After its last monetary policy meeting in late October, we described the Bank of Japan as one of the most boring central banks in the world.
Eight weeks on, nothing much has changed.
Yet again, it left monetary policy unchanged following the conclusion of its December monetary policy meeting, scuppering speculation that it may decide to tweak its asset purchase program.
Voting eight to one, the board retained its quantitative and qualitative monetary easing (QQE) with yield curve control (YCC) program, keeping interest rates unchanged at -0.1% while pledging to buy Japanese government bonds (JGB) so that 10-year JGB yields will remain at around 0%.
It repeated that it would buy JGBs at an annual pace of around 80 trillion yen, adding that it will “continue expanding the monetary base until the year-on-year rate of increase in the observed CPI exceeds 2% and stays above the target in a stable manner”.
Given 10-year yields have been steady around 0% even with significantly lower asset purchases from the BoJ, some had speculated that the bank may drop its reference to an annual target.

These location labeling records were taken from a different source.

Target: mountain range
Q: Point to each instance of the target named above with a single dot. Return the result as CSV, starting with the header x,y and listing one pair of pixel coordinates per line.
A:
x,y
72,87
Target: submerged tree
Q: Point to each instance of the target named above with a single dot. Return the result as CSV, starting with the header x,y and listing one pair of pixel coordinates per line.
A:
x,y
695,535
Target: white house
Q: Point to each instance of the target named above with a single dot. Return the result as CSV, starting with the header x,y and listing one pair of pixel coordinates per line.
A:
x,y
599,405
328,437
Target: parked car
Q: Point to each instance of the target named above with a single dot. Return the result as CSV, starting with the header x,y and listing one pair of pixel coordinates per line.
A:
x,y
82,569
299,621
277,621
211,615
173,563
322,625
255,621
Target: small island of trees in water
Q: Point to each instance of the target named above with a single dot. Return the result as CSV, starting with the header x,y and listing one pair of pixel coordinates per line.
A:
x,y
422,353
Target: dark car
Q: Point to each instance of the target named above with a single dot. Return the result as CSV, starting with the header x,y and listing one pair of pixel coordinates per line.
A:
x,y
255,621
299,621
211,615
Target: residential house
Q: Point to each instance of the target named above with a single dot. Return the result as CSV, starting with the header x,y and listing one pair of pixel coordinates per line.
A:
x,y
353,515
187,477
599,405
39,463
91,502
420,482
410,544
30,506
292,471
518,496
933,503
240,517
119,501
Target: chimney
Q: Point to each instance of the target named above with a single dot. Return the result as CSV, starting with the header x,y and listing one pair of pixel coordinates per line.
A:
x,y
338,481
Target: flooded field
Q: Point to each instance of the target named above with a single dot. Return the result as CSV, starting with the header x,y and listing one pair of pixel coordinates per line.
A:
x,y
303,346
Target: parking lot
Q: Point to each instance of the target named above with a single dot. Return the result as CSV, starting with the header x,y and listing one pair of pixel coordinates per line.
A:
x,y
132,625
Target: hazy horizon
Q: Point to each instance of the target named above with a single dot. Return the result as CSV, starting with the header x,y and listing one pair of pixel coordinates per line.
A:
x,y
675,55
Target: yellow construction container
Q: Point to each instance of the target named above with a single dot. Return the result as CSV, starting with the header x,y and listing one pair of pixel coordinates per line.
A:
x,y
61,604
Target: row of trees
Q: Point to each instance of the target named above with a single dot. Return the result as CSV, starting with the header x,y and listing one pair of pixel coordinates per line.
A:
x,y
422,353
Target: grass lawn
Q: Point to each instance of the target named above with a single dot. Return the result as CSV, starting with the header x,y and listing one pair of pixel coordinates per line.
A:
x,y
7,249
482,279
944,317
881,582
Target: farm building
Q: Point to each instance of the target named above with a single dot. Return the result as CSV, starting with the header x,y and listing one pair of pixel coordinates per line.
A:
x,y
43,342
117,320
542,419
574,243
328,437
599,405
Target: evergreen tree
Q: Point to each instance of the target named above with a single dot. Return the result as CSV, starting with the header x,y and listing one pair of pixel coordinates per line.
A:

Goushi Kataoka, a recent appointment to the BoJ board, was the only member to dissent, arguing that additional monetary policy easing was necessary given persistently low inflationary pressures and the risk of an economic downturn in the United States.
As opposed to the vote on the QQE with YCC program, the board voted unanimously to keep annual purchases of exchange traded funds, Japan real estate investment trusts and corporate paper and bonds unchanged at about 6 trillion yen, 90 billion yen and 5.4 trillion respectively.
In the accompanying monetary policy statement, the bank kept is assessment on the Japanese economy unchanged, noting that it was “expanding moderately”.
It made upgrades to its assessment on capital expenditure and consumption but downgraded its view on government investment.
There has been no reaction in financial markets to the decision.